この場合、周方向ガイド波の波長(λ1)は約43mm(1717/40)であり、配置間隔Dc(34mm)はλ1より小さく設定されている。これにより周方向ガイド波の振幅は、図が示すように、軸方向ガイド波の約20分の1となる。周方向ガイド波と軸方向ガイド波の振幅比がこの程度であれば、配管断面積比1%の減肉(欠陥)を検出する前提(例えば、原子力プラント内の配管の検査)ではノイズとなる可能性があるが、それ以上の大きさの欠陥を検出すれば足りる検査には適用可能な範囲である。
図8(b)は、探触子の配置間隔をDc=20mm、周方向探触子数を24個、その他の条件を図8(a)と同じとした場合の解析結果である。
この場合、配置間隔Dc(20mm)は図8(a)のときと比較して、λ1の2分の1波長(約21.5mm)に近づくように設定されている。このとき、周方向ガイド波の振幅は軸方向ガイド波の約40分の1となり、周方向ガイド波によるノイズは図8(a)のときより更に低減される。周方向ガイド波と軸方向ガイド波の振幅比がこの程度であれば、配管断面積比1%の減肉を検出できる可能性があるので、例えば原子力プラントの配管検査にも対応することができる。

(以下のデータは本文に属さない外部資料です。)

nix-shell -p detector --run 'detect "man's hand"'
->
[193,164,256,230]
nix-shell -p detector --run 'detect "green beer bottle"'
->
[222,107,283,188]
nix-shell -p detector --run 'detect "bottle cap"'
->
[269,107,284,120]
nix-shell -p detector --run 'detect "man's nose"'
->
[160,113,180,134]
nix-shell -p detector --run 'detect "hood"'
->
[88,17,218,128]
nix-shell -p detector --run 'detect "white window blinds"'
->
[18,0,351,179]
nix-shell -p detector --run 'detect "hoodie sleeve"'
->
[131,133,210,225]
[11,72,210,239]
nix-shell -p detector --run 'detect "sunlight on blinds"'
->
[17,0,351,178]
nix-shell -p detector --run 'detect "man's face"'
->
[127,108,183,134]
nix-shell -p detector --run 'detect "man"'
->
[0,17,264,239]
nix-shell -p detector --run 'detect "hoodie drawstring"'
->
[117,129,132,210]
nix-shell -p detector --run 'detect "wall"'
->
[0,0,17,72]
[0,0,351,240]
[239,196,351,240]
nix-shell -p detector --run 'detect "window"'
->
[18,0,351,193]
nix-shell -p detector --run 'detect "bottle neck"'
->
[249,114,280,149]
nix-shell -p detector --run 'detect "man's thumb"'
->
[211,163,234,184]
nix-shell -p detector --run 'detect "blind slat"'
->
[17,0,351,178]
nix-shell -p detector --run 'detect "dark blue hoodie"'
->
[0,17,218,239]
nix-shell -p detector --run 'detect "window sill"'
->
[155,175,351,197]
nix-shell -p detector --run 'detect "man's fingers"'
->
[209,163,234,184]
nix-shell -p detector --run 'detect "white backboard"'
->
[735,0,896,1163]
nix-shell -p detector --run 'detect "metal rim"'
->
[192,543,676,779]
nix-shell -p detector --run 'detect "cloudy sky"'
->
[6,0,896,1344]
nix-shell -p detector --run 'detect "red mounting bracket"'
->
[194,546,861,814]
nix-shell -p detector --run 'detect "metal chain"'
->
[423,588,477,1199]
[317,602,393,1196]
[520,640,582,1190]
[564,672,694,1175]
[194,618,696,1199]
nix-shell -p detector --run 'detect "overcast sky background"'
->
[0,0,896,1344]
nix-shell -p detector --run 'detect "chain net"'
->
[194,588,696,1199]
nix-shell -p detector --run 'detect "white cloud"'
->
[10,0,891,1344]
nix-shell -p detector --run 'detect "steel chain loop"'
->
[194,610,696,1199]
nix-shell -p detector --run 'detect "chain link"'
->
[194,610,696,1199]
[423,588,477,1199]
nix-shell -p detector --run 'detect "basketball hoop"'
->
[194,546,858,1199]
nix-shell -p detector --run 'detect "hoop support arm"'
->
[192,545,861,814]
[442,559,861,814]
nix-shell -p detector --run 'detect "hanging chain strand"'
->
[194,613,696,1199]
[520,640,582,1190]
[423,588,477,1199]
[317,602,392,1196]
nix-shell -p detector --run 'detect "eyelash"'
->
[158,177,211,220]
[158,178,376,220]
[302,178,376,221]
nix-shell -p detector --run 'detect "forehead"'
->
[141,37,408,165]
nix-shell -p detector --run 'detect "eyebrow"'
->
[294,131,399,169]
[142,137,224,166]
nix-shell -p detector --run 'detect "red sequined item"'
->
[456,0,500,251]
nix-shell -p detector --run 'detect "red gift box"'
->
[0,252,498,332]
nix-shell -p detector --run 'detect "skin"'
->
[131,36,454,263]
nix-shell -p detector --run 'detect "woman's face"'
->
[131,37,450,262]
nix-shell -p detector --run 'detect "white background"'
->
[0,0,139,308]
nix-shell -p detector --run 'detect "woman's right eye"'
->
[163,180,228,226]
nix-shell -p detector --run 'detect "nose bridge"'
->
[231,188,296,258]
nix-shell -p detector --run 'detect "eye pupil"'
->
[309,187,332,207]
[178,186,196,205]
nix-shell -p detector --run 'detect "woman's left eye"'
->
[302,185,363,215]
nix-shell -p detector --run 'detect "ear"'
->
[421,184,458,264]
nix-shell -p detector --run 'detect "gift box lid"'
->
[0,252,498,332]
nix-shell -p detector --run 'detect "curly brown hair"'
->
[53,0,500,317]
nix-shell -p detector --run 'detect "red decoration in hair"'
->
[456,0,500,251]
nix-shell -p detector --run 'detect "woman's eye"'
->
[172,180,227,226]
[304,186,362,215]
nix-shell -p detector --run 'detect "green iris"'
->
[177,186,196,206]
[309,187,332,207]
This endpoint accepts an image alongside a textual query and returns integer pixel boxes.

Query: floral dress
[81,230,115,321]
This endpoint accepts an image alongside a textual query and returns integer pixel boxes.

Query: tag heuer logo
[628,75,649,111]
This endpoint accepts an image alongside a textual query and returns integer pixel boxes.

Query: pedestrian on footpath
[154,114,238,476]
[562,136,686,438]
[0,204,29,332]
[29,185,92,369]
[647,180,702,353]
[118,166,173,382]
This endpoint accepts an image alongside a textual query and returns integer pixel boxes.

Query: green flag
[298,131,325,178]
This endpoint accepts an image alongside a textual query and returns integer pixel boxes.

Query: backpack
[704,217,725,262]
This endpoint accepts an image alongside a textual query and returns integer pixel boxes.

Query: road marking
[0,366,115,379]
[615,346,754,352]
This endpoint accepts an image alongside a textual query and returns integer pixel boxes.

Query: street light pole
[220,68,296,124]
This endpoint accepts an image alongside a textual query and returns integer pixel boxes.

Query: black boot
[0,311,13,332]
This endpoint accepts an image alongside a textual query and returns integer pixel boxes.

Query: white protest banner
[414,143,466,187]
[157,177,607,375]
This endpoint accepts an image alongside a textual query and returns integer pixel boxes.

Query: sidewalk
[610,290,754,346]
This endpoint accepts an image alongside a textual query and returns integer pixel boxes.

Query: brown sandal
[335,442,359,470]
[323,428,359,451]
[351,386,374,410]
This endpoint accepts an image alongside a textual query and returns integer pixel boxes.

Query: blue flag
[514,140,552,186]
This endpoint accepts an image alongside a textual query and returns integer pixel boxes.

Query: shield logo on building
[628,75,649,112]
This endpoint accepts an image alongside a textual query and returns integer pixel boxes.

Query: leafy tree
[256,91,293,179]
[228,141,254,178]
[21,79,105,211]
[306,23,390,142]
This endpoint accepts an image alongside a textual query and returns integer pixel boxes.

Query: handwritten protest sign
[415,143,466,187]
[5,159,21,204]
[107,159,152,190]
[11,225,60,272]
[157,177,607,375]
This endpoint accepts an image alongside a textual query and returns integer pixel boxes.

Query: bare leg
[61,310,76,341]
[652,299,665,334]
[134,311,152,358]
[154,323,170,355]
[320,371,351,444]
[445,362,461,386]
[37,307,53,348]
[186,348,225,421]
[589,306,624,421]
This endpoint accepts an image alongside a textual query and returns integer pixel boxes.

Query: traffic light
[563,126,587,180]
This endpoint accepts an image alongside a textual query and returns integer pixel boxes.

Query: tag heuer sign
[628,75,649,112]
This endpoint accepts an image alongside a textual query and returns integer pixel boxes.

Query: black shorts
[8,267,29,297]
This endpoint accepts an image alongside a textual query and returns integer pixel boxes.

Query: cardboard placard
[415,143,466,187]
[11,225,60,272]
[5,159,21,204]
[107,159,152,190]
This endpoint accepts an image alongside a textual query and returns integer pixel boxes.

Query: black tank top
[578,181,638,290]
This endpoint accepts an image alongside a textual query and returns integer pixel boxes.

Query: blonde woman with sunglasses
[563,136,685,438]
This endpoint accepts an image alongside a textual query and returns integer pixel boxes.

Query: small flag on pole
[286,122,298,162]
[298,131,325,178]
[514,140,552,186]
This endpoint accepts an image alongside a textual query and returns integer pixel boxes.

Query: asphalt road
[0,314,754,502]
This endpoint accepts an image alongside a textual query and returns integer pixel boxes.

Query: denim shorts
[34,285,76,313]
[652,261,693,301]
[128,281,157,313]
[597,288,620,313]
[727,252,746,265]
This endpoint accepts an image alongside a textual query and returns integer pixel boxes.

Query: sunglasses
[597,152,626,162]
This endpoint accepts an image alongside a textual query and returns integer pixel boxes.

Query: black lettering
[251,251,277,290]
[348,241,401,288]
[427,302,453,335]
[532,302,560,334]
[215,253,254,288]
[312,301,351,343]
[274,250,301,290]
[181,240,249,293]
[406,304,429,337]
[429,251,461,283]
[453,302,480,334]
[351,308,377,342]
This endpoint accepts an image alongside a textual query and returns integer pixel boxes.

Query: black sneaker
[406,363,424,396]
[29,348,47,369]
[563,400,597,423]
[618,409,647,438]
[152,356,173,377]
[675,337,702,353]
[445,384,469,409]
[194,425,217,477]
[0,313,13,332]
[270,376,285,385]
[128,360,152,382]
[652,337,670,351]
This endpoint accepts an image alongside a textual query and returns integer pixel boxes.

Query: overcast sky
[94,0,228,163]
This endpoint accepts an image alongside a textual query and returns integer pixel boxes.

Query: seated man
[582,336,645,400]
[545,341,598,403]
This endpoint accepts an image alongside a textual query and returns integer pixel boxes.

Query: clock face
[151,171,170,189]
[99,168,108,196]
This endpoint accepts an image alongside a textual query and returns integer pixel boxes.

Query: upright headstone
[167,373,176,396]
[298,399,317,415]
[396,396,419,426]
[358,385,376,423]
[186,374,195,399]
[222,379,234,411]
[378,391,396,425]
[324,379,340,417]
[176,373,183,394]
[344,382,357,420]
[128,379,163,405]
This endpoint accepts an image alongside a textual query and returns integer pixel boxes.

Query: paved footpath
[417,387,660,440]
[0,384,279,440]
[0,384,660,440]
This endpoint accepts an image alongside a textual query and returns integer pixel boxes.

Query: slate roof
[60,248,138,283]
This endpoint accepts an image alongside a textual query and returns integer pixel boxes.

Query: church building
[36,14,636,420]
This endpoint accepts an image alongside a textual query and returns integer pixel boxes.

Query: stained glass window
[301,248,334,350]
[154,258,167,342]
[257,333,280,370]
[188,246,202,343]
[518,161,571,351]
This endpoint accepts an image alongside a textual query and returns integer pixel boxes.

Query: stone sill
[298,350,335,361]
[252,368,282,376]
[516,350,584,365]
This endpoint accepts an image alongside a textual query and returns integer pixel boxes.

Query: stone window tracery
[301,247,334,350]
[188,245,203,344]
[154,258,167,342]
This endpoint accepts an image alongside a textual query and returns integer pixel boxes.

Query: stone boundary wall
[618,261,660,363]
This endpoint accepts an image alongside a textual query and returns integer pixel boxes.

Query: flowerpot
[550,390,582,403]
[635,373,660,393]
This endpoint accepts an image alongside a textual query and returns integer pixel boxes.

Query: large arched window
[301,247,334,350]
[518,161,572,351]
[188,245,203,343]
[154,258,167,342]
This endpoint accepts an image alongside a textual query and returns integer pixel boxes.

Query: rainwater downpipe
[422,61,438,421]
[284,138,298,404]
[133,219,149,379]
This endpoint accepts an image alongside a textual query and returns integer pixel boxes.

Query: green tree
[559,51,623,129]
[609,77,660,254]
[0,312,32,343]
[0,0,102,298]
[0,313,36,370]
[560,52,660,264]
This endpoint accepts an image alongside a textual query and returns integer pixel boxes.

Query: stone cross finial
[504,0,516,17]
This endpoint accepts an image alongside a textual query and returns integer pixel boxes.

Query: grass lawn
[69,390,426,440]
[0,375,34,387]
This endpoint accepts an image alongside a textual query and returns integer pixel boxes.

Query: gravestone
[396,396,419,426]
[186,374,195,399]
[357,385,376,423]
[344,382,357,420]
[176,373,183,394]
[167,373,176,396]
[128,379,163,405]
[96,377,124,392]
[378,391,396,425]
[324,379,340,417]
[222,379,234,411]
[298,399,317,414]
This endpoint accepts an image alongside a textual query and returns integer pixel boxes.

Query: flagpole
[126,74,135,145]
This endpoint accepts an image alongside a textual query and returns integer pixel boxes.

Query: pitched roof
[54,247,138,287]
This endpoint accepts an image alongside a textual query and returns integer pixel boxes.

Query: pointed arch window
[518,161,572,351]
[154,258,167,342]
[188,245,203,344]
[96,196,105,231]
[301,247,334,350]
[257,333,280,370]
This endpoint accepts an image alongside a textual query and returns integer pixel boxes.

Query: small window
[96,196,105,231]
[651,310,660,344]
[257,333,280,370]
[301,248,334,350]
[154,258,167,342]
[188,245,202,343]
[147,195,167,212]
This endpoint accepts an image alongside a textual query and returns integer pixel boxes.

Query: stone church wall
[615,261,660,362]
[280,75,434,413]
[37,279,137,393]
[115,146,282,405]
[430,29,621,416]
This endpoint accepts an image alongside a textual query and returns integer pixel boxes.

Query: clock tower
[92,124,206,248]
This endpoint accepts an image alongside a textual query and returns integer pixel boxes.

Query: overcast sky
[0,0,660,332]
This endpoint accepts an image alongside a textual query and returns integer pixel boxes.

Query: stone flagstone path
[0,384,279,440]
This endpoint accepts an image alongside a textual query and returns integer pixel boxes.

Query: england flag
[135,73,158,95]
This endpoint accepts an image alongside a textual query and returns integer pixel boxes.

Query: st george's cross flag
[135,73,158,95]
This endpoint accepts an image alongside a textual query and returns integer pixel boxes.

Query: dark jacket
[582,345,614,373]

次に、(2)各探触子1a〜1d,2a〜2dから送信されるガイド波の振幅(ガイド波の強度)を調整して周方向ガイド波を低減する方法について説明する。
この方法は、探触子列を構成する探触子のうち円筒部材(配管9)の周方向の両端部分にそれぞれ配置される1つ又は複数の探触子から送信されるガイド波の強度が、円筒部材の周方向の端部に近い探触子から送信されるものほど弱くなるように、複数の探触子から発信されるガイド波の強度を調整するものである(例えば、探触子列1において両端にそれぞれ配置される1つの探触子を強度調整の対象とすれば、ガイド波の強度を減少させるものは探触子1aと探触子1dとなる)。
まず、図9を用いて、複数の探触子に作用させる印加電圧を変更してガイド波の強度を調整する方法について説明する。図9中の横軸は探触子列を構成する複数の探触子(図中のものは14個)の周方向における配置位置を示し、縦軸は各探触子に印加する電圧を示している。
図9(a)は印加電圧に重み付けを行っていない場合の図であり、図9(b)は両端の3個に重み付けを行った場合の図である。図9(b)では、周方向の両端部から数えてそれぞれ3つの探触子に対して、周方向の配置位置に応じて調整された電圧が印加されるように調整(重み付け)がされている。すなわち、両端部の3つの探触子では、周方向の端部の近くに位置するものほど、印加電圧が段階的に減少するように構成されている。このように周方向の端部に位置する探触子ほど送信するガイド波の強度が減少するように、各探触子が送信するガイド波の強度を調整すると、数個の隣接する探触子間で位相が逆転することでガイド波が打ち消されるので、周方向ガイド波の振幅を低減することができる。
なお、上記のようにガイド波の強度を調整する装置(強度調整部)の構成例としては、各探触子に作用させる負荷インピーダンスを調整し、各探触子への印加電圧を変更する負荷インピーダンス調整機構がある。これは、例えば、探触子(圧電素子)に至る経路に、抵抗、キャパシタ、インダクタ、又はこれらを組み合わせたもの等を取り付け、周方向における探触子の配置位置に応じて印加電圧が変化するように構成したものである。この他の例としては、ガイド波送受信器4を用いて、探触子1a〜1d,2a〜2dに印加する送信波形(送信信号)を個別に変化させ、ガイド波の強度調整を行っても良い。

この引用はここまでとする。